The loss function can be split into three parts:

• Localization loss

The first and second terms in the loss function comprise the localization loss. It measures error between the predicted bounding box and the ground truth. The parameters for computing the localization loss include the position, size of the predicted bounding box, and the ground truth. The parameters are defined as follows.

• $\left({x}_{i},{y}_{i}\right)$, is the center of the jth bounding box relative to grid cell i.

• $\left({\stackrel{^}{x}}_{i},{\stackrel{^}{y}}_{i}\right)$, is the center of the ground truth relative to grid cell i.

• ${w}_{i}\text{\hspace{0.17em}}\text{and}\text{\hspace{0.17em}}{h}_{i}$ is the width and the height of the jth bounding box in grid cell i, respectively. The size of the predicted bounding box is specified relative to the input image size.

• ${\stackrel{^}{w}}_{i}\text{\hspace{0.17em}}\text{and}\text{\hspace{0.17em}}{\stackrel{^}{h}}_{i}$ is the width and the height of the ground truth in grid cell i, respectively.

• K1 is the weight for localization loss. Increase this value to increase the weightage for bounding box prediction errors.

• Confidence loss

The third and fourth terms in the loss function comprise the confidence loss.
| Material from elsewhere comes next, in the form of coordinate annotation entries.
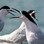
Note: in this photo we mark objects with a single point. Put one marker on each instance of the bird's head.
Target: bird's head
(32, 13)
(6, 10)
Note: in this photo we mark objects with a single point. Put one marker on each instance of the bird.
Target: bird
(16, 37)
(33, 33)
(4, 10)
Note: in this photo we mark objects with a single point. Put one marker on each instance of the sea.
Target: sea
(12, 24)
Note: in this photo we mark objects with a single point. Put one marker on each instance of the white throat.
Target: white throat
(3, 13)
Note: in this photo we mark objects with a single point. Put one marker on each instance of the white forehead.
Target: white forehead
(33, 12)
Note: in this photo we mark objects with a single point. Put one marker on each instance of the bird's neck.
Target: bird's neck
(30, 26)
(3, 13)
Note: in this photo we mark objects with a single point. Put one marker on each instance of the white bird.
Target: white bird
(3, 12)
(16, 37)
(33, 34)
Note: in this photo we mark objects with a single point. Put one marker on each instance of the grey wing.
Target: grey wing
(1, 25)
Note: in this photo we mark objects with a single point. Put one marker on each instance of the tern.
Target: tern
(4, 10)
(16, 37)
(33, 33)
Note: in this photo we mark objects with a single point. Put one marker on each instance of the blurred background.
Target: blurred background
(12, 24)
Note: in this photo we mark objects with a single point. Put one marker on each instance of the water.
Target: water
(12, 24)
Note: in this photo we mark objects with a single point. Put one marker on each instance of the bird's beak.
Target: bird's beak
(14, 17)
(16, 10)
(9, 11)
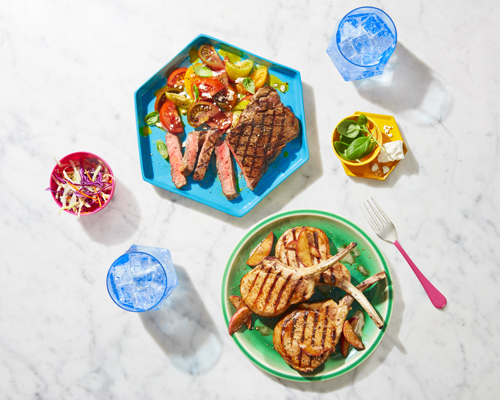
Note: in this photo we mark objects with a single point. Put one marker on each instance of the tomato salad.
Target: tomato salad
(212, 91)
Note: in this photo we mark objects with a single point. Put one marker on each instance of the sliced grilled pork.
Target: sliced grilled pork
(173, 143)
(263, 129)
(338, 275)
(305, 337)
(207, 149)
(194, 141)
(307, 334)
(272, 287)
(225, 169)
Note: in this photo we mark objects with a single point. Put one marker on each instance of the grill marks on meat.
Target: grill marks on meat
(272, 287)
(306, 336)
(225, 169)
(206, 153)
(264, 128)
(194, 141)
(173, 143)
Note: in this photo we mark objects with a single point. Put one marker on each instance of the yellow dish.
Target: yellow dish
(373, 169)
(377, 134)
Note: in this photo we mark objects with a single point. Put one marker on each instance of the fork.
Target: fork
(385, 229)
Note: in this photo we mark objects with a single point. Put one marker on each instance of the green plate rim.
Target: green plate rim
(309, 377)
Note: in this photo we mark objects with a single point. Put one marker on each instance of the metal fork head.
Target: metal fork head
(379, 221)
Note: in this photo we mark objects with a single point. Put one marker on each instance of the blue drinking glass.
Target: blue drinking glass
(142, 278)
(362, 43)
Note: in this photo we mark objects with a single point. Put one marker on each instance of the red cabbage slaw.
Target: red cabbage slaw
(83, 186)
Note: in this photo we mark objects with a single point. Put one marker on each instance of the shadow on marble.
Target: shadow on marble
(410, 89)
(118, 221)
(408, 166)
(275, 201)
(184, 330)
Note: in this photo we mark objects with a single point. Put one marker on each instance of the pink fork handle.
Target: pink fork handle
(436, 297)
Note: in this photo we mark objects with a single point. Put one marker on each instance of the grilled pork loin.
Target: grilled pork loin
(263, 129)
(307, 334)
(194, 142)
(173, 143)
(338, 275)
(272, 287)
(207, 149)
(225, 169)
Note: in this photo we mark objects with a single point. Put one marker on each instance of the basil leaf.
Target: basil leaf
(152, 118)
(344, 125)
(362, 120)
(162, 149)
(249, 85)
(359, 148)
(340, 148)
(353, 131)
(202, 71)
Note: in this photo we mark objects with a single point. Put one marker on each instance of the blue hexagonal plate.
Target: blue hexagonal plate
(156, 170)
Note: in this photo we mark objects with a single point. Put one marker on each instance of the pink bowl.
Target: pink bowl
(85, 157)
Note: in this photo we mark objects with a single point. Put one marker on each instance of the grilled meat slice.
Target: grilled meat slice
(307, 335)
(173, 143)
(263, 129)
(225, 169)
(272, 287)
(194, 142)
(207, 149)
(338, 275)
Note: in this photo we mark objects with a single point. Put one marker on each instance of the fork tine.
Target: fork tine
(377, 215)
(387, 220)
(369, 218)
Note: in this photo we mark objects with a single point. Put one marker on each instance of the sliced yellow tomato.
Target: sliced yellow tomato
(179, 100)
(189, 78)
(237, 70)
(259, 77)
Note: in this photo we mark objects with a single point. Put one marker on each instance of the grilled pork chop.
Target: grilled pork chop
(225, 169)
(272, 287)
(338, 275)
(263, 129)
(207, 149)
(307, 335)
(173, 143)
(194, 142)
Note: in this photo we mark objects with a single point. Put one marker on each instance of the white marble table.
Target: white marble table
(68, 71)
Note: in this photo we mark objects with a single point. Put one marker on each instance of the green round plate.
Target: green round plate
(257, 343)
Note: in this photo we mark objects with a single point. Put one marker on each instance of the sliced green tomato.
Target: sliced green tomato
(179, 100)
(201, 112)
(238, 70)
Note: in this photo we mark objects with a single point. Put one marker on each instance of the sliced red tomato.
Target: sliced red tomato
(221, 121)
(208, 87)
(201, 112)
(176, 78)
(210, 57)
(169, 118)
(227, 98)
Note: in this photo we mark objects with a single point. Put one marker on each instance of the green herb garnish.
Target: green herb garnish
(353, 144)
(202, 71)
(196, 92)
(249, 85)
(162, 149)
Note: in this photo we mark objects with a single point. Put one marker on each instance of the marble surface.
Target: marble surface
(68, 71)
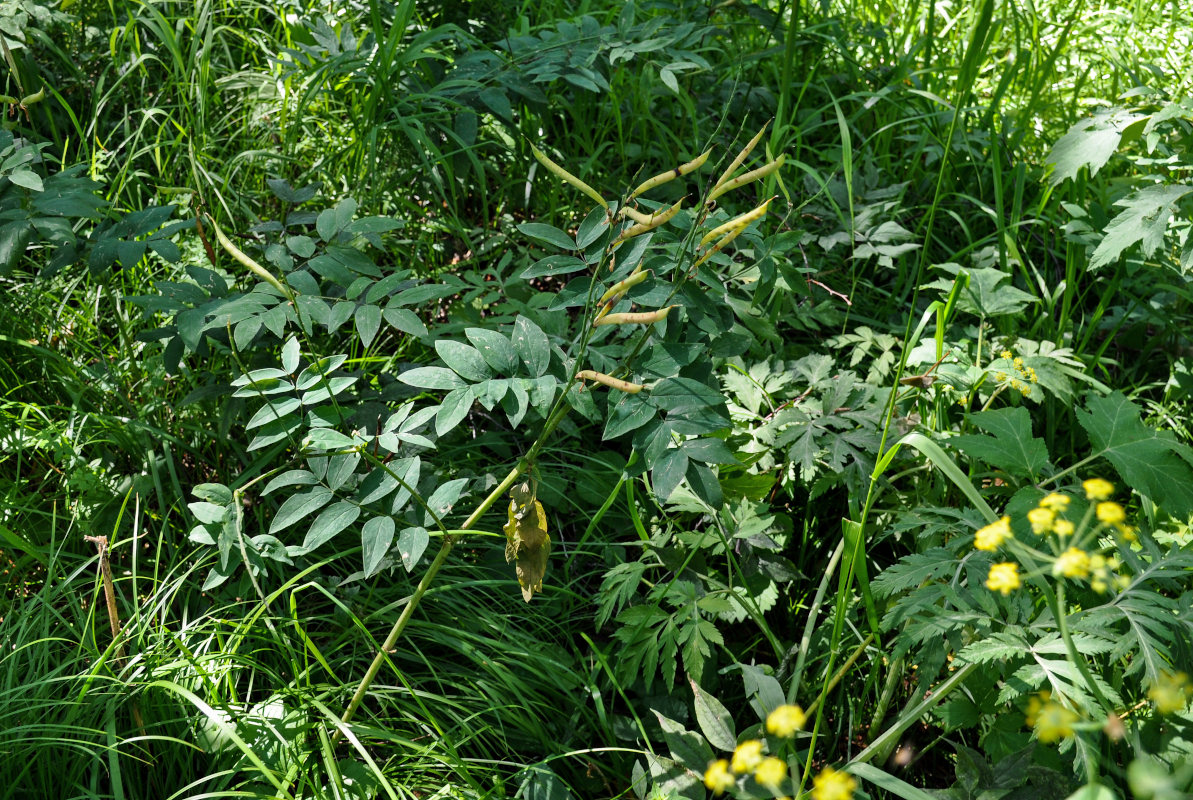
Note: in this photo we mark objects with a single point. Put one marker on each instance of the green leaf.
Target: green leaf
(686, 748)
(630, 413)
(668, 472)
(412, 543)
(1153, 463)
(1009, 447)
(376, 537)
(444, 497)
(1089, 143)
(548, 234)
(494, 348)
(1144, 219)
(432, 378)
(714, 719)
(532, 347)
(328, 523)
(406, 321)
(290, 352)
(463, 359)
(368, 323)
(298, 507)
(554, 265)
(453, 409)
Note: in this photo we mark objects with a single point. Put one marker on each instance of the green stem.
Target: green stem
(428, 577)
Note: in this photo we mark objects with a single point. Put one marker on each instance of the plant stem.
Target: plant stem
(428, 577)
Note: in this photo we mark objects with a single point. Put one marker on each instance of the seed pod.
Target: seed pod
(623, 286)
(567, 177)
(253, 266)
(716, 248)
(746, 178)
(736, 222)
(655, 221)
(609, 380)
(741, 157)
(635, 317)
(671, 174)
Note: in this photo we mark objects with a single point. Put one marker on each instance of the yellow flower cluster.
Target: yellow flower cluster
(770, 771)
(785, 720)
(1051, 720)
(1024, 376)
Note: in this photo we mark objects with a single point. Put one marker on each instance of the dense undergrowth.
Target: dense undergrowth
(320, 478)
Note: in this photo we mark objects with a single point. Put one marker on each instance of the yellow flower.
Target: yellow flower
(718, 777)
(785, 720)
(991, 537)
(1040, 519)
(1170, 692)
(1111, 513)
(771, 773)
(832, 785)
(747, 756)
(1056, 502)
(1051, 720)
(1073, 563)
(1003, 577)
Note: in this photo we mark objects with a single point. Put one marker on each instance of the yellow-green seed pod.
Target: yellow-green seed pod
(672, 174)
(719, 246)
(747, 178)
(567, 177)
(741, 157)
(623, 286)
(655, 221)
(253, 266)
(609, 380)
(736, 222)
(634, 317)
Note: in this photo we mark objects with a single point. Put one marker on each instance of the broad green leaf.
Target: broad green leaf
(290, 352)
(668, 472)
(406, 321)
(328, 523)
(273, 410)
(1144, 219)
(630, 413)
(1150, 461)
(340, 467)
(432, 378)
(532, 347)
(444, 497)
(412, 543)
(298, 507)
(552, 265)
(214, 492)
(1009, 447)
(290, 478)
(494, 348)
(715, 720)
(453, 409)
(376, 537)
(548, 234)
(368, 323)
(1089, 143)
(464, 360)
(686, 748)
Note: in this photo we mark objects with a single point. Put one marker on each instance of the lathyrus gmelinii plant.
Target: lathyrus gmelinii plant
(383, 477)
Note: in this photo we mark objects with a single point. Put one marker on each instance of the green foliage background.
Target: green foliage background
(289, 305)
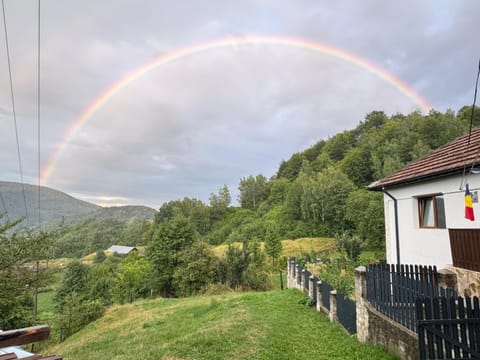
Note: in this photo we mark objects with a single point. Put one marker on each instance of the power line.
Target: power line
(3, 205)
(38, 118)
(13, 110)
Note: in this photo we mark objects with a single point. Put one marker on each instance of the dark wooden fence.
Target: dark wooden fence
(346, 310)
(393, 289)
(448, 328)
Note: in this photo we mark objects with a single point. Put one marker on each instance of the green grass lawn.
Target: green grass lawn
(268, 325)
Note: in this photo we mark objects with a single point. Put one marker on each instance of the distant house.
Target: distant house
(425, 207)
(121, 250)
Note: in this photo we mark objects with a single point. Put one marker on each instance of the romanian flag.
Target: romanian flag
(468, 205)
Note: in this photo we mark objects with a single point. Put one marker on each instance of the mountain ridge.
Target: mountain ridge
(57, 207)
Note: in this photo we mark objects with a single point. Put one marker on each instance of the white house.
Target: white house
(425, 207)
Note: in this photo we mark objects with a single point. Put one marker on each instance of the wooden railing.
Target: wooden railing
(25, 336)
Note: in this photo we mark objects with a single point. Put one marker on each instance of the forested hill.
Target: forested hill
(322, 191)
(54, 204)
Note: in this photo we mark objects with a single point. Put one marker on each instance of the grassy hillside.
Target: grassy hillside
(295, 248)
(54, 204)
(270, 325)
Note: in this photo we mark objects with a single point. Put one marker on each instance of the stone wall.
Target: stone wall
(375, 328)
(467, 281)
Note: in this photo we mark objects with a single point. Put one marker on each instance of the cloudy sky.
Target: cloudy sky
(211, 117)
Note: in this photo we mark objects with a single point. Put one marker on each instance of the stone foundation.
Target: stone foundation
(467, 281)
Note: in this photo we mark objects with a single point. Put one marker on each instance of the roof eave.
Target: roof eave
(413, 180)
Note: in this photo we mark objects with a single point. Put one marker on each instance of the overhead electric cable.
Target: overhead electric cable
(465, 178)
(38, 118)
(3, 205)
(13, 110)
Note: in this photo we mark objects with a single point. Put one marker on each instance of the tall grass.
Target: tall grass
(271, 325)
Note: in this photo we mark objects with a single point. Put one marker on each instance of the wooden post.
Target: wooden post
(319, 295)
(333, 306)
(310, 287)
(281, 280)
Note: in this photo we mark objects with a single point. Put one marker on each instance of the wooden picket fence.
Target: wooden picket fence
(448, 328)
(393, 290)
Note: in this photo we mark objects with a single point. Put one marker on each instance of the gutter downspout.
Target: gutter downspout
(397, 237)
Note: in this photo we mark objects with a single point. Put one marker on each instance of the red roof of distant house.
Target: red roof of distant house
(448, 159)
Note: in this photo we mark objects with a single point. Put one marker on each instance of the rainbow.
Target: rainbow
(118, 86)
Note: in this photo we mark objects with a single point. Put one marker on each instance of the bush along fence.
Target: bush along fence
(337, 306)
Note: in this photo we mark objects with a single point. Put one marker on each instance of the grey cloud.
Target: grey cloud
(192, 125)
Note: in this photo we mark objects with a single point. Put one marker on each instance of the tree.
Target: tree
(197, 270)
(99, 257)
(133, 280)
(166, 250)
(273, 244)
(364, 209)
(74, 281)
(253, 190)
(17, 280)
(219, 203)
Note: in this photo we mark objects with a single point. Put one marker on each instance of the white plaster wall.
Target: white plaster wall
(427, 246)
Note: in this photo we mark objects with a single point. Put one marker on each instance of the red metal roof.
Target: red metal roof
(450, 158)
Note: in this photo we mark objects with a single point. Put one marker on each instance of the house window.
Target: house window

The third term measures the objectness (confidence score) error when an object is detected in the jth bounding box of grid cell i. The fourth term measures the objectness error when no object is detected in the jth bounding box of grid cell i. The parameters for computing the confidence loss are defined as follows.

• Ci is the confidence score of the jth bounding box in grid cell i.

• Ĉi is the confidence score of the ground truth in grid cell i.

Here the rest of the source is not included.